Toda pessoa que está em UTI, ou somente hospitalizada, está vulnerável. O nosso corpo se transforma em uma massa em que estamos presos. Esta massa é transportada e mexida para lá e para cá por estranhos, e durante nossa consciência só temos como companhia o teto branco. Sem autonomia, ficamos à mercê de uma equipe multidisciplinar, de quem dependemos para respirar, nos limpar e nos alimentar. Nessas circunstâncias, nos sentimos imensamente frágeis e impotentes, com pensamentos terríveis em nossas cabeças. Tais sensações são permanentemente agravadas com a tortura física e psicológica proporcionada por quem justamente deveria nos cuidar e transmitir segurança. Até hoje quando acordo e percebo que ainda está de noite, imediatamente me certifico de que estou me mexendo, e mesmo diante da resposta positiva, sinto medo.

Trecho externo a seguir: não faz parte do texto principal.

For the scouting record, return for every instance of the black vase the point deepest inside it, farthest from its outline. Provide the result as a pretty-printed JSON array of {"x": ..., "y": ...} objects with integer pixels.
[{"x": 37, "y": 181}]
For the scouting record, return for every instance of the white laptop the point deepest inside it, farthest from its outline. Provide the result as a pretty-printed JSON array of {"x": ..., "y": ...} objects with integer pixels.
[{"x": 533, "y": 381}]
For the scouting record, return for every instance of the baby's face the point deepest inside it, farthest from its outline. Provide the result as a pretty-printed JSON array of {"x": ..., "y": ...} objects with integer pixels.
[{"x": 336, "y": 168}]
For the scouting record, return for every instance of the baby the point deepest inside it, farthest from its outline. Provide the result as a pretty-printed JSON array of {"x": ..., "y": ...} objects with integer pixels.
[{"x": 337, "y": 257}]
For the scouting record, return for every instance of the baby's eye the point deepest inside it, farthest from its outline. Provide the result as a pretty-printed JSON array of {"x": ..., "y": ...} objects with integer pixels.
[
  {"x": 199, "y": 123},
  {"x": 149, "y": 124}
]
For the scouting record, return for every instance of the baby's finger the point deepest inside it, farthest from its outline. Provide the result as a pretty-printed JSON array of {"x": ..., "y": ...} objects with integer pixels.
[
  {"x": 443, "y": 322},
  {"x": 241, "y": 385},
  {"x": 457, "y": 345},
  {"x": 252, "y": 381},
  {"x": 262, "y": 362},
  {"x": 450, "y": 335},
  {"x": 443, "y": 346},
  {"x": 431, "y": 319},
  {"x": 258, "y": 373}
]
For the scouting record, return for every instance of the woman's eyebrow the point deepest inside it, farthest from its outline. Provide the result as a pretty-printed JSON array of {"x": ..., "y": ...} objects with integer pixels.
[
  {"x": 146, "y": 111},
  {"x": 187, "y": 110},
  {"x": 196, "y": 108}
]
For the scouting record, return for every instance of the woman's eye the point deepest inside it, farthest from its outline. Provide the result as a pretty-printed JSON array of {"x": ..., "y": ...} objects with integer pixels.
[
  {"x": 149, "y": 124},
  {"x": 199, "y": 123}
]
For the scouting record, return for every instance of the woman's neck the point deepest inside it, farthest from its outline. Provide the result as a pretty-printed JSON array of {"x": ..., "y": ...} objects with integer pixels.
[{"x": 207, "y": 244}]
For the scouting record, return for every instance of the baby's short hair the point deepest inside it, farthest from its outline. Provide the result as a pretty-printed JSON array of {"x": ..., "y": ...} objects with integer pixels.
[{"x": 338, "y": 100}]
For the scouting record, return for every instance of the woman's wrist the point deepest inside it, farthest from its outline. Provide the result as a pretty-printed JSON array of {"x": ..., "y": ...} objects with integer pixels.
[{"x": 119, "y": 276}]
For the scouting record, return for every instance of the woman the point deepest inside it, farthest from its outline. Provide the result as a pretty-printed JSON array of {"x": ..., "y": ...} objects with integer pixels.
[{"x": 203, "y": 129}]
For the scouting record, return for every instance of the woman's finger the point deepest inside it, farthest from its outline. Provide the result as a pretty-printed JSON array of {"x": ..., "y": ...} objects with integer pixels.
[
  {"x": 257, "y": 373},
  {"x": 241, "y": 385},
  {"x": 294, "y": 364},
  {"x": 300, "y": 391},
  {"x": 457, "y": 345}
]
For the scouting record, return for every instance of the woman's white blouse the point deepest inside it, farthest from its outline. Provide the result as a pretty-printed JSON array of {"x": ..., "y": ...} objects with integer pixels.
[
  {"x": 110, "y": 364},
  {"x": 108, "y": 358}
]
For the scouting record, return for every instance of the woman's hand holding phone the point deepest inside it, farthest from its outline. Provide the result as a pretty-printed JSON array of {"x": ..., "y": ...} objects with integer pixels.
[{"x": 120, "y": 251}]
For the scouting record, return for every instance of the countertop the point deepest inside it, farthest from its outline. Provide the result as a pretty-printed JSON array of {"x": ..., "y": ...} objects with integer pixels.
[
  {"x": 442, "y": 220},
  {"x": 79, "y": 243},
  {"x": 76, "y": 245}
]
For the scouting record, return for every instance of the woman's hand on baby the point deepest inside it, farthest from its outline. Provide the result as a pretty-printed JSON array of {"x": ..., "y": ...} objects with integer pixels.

Não é comum que haja visitas às pessoas hospitalizadas. Aqui deixo o meu apelo: visite. É o momento em que elas mais precisam ter por perto quem as ame. Aproveite o momento de afeto e verifique se os acessos estão bem implantados, de como está a pele em volta, se há vermelhidão ou feridas nas orelhas, no cóccix, nos ombros e calcanhares. Ao mínimo sinal de reclamação do paciente, acredite nele. Questione, bata o pé, não se retraia pela presença do jaleco branco ou pelo custo da diária do serviço ofertado, já que a violência hospitalar acontece tanto em instituições públicas como privadas, o que comprova que não é uma questão monetária. Médicos não são deuses, eles não são onipresentes, tampouco oniscientes. Nesses casos, aumente a diversidade das visitas, avise todos os envolvidos! Em situações extremas, todos precisamos estar atentos. Não é um caso de urgência, mas de emergência.